Aspiramos a captar nuevos lectores, y en el STAUdeG estamos convencidos de que una sociedad que quiere mejores niveles de vida para sí misma no sólo debe resolver la provisión de alimento, medicamentos, vivienda y empleo, debe también arreglar las cosas de modo tal que la cultura sea parte del menú esencial. La cultura es el gran articulador de la educación complementaria que no se adquiere en las aulas, y a veces ni siquiera en el seno familiar. Es un universo y al mismo tiempo una guía, para orientar la búsqueda personal y con los amigos, que reditúa cuando logramos encontrar un acceso generoso y convidante. La cultura es alimento para el alma y la literatura es parte fundamental de ella.

Por tal motivo, el acceso a la cultura expresada en forma de buena literatura es un camino a ideas y valores esenciales y constitutivos del hombre nuevo (o del hombre que siempre debimos ser), tales como: la solidaridad, la igualdad, la justicia y la libertad, todo lo cual resulta indispensable para el desarrollo de una convivencia social fundamentada en mejores referentes que aquellos que nos parecen dominar en la actualidad (individualismo, competencia, etcétera). Sin una educación informal enriquecida por la diversidad que abre la literatura, la educación formal resulta insuficiente y malamente sesgada.

Una persona que lee es un ciudadano que comparte ideas y de muchos modos posibles las recrea, las cuestiona y las disemina; puede ser un crítico feroz de ideologías nocivas y un promotor de nuevas utopías. La entrada a los universos de la literatura provee de innumerables recursos para socializar aquello que se piensa, se siente y se sueña.

La literatura también es proveedora de entendimiento de las raíces que constituyen la esencia humana y pueden hacer crecer la conciencia más allá del espacio y el tiempo que fundamentan el pasado y el presente. La buena literatura tiene como consecuencia inevitable el surgimiento de personas que dudan y cuestionan, y en esa medida resultan mejores ciudadanos que aquellas que sólo asienten y aplauden.

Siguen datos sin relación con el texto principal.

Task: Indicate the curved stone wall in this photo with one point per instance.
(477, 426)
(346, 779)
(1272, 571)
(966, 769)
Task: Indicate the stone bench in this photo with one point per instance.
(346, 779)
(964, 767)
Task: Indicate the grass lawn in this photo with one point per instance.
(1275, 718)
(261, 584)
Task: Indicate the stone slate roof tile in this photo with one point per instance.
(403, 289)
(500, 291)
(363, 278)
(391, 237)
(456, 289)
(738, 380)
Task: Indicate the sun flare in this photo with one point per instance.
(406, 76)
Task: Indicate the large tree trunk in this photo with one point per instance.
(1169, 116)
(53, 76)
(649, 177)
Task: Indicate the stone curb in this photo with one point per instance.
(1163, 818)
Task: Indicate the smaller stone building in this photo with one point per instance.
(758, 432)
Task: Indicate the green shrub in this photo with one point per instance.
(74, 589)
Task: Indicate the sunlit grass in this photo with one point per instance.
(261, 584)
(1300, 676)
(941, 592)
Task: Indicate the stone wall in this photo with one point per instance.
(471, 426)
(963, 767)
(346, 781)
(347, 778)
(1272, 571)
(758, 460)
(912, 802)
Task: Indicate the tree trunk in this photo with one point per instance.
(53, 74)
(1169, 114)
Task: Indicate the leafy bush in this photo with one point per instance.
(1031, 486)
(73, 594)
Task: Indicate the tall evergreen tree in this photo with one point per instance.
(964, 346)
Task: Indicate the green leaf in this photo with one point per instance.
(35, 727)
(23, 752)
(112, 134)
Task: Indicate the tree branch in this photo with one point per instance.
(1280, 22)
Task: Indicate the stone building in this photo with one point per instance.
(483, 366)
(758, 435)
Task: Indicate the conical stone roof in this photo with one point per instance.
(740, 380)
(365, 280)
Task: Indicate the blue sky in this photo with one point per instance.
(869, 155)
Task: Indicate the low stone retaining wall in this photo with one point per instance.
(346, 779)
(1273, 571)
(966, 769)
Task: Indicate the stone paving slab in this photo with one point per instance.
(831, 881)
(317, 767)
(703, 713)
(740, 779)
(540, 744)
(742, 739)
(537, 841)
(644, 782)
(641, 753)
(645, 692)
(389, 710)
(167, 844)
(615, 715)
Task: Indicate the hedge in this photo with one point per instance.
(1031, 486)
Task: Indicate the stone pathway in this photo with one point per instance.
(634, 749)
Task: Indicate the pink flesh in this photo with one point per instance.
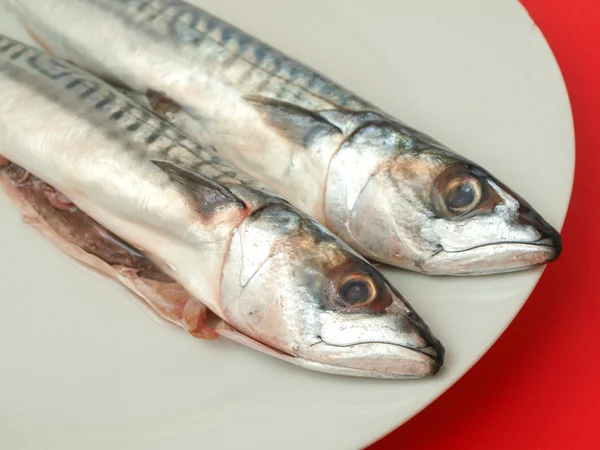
(78, 236)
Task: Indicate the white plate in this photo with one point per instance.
(83, 367)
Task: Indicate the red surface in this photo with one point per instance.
(539, 385)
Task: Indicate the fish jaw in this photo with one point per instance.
(294, 302)
(395, 208)
(408, 363)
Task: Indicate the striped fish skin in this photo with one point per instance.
(391, 192)
(279, 281)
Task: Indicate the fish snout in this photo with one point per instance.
(549, 236)
(426, 343)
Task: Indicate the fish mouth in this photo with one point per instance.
(377, 359)
(499, 257)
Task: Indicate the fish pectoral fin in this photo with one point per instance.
(161, 104)
(209, 194)
(298, 124)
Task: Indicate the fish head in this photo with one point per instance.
(418, 205)
(293, 286)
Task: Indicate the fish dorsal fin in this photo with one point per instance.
(298, 124)
(209, 194)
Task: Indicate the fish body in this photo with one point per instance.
(393, 193)
(123, 191)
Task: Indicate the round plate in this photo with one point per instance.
(83, 366)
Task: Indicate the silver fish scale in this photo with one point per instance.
(255, 67)
(140, 125)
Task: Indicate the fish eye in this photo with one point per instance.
(354, 287)
(463, 194)
(457, 193)
(357, 290)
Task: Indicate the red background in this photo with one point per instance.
(546, 395)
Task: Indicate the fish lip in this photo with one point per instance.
(436, 351)
(548, 242)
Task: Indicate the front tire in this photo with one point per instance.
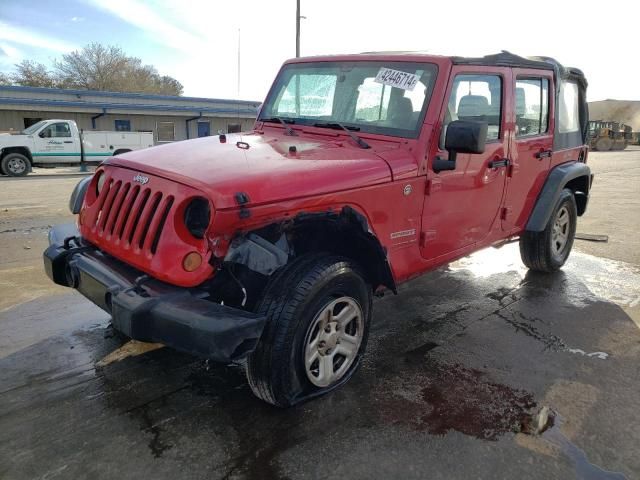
(548, 250)
(15, 165)
(318, 311)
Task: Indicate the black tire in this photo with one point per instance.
(540, 251)
(292, 302)
(15, 165)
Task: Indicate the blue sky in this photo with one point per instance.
(196, 41)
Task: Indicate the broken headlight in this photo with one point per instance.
(197, 216)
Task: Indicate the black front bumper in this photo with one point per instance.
(146, 309)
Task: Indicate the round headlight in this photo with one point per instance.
(100, 183)
(197, 216)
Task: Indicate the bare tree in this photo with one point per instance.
(32, 74)
(100, 67)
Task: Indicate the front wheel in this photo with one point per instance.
(548, 250)
(318, 310)
(15, 165)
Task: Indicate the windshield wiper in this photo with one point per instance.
(290, 131)
(335, 125)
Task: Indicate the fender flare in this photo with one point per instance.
(548, 197)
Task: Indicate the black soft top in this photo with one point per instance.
(562, 140)
(507, 59)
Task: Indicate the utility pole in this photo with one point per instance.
(238, 63)
(297, 28)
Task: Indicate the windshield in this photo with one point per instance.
(388, 98)
(33, 128)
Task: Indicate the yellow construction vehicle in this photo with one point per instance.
(608, 135)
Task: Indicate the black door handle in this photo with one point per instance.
(543, 154)
(503, 162)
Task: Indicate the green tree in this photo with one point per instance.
(32, 74)
(100, 67)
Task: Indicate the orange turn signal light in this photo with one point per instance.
(191, 261)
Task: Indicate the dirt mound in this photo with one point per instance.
(625, 111)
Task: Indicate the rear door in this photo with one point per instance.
(462, 206)
(531, 147)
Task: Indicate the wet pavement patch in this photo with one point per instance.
(585, 470)
(461, 399)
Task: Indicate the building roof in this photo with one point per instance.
(99, 101)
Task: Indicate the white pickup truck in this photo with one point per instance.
(57, 142)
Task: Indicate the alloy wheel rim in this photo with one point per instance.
(560, 231)
(333, 341)
(16, 165)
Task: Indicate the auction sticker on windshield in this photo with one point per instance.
(397, 79)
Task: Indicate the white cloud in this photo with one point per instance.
(23, 36)
(202, 36)
(147, 19)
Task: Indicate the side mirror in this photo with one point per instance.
(462, 137)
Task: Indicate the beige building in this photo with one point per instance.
(169, 118)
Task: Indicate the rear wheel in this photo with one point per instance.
(15, 165)
(318, 310)
(548, 250)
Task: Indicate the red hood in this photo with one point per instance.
(266, 171)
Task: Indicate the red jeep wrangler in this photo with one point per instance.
(362, 171)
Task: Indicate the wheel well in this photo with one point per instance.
(21, 150)
(256, 255)
(580, 188)
(345, 233)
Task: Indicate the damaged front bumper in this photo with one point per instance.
(146, 309)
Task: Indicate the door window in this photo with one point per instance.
(532, 106)
(568, 112)
(476, 98)
(56, 130)
(122, 125)
(166, 131)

Gracias a la literatura se aprende a entender que lo imposible para algunos es un mundo de posibilidades para otros, que aquello que se da por sentado y evidente puede resultar tramposo e inconveniente. Abrevar en la literatura forma el hábito del pensamiento crítico que tarde o temprano advierte sobre la necesidad de defender y exigir los derechos propios y los de quienes nos rodean y también alecciona sobre la importancia de cumplir con los deberes que como ciudadanos y pueblos se adquieren.

En esta era de postmodernidad alienante y homogenizadora, atreverse a buscar un discurso propio y original mediante visitas reiteradas a la buena literatura es un acto revolucionario y subversivo, es un acto de rebeldía, por lo tanto, las letras que acompañan este despertar, son letras rebeldes, de ahí el nombre de esta colección.

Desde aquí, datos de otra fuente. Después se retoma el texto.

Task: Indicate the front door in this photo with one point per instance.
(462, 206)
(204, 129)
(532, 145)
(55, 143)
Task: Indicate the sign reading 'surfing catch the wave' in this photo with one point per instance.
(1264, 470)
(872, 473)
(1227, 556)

Los primeros títulos de esta serie son Cuentos de amor, locura y muerte, del uruguayo Horacio Quiroga; Capitán de quince años, del francés Jules Verne y El tulipán negro del también francés Alexander Dumas. Sobre estos autores y la importancia de su obra volveré a escribir en futuras colaboraciones.

Para terminar, deseo invitar a los amables lectores a que estén pendientes en los próximos días de la presentación de esta colección de distribución gratuita, así como del lanzamiento de una intensa campaña de lectura, ojalá  que cada lector encuentre el libro adecuado y que cada libro encuentre al lector apropiado.